Which makes sense! Because what the author is attempting here is to see the world and cosmos through the eyes of those primitive, pre-scientific humans of 2,400+ years ago. Obviously, because they had no basis for observations of a scientific nature (at least in Judea-Palestine, they did in Sumeria, Babylon) they'd see the world through primitive eyes. Thus, they'd write of the Earth forming before the Sun, totally unaware it's scientific tommyrot because a massive gravitating mass star would be needed for a planet to form from it. But in THEIR world view and cosmology it was true. The same with a guy like Joshua able to blow a trumpet and stop the Sun! But today, we know it's bollocks. Could never occur since if it did happen all the rotational energy of the planet would be converted instantly to heat and crust would melt!

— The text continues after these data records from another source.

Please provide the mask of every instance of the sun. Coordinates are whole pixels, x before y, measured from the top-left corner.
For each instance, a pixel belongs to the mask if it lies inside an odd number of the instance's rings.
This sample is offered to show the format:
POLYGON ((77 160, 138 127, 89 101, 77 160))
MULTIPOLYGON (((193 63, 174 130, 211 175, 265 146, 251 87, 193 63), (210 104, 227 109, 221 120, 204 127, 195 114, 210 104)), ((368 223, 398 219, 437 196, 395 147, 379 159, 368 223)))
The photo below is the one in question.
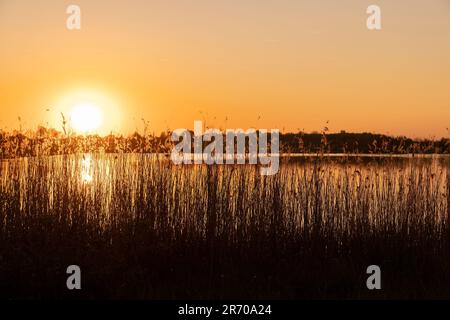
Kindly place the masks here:
POLYGON ((92 133, 101 127, 103 113, 95 104, 80 103, 72 108, 70 112, 70 123, 75 131, 92 133))
POLYGON ((120 132, 124 121, 124 103, 117 90, 99 85, 61 88, 54 105, 52 126, 65 130, 67 120, 68 128, 74 133, 104 136, 120 132))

Wilson recognizes that many or most evangelicals insist that the passages "lose their meaning" if not read literally, but he's having none of it. As he concludes the piece:

"But an alarm should sound whenever the word 'literal' is used in this context, whether as a badge of pride ('I just believe in reading the Bible literally') or as a hint that low-browed fundamentalists are lurking nearby.

NO one - no one - reads the Bible literally anymore...but some readers are more attentive, faifthful and imaginative than others...


Perhaps there'd be much less controversy if the Bible were simply read for inspiration, and left at that. If people want actual history or biography (of whomever) they can obtain historical and biographical books. But people shouldn't project those into the Bible any more than claiming it's a book of science!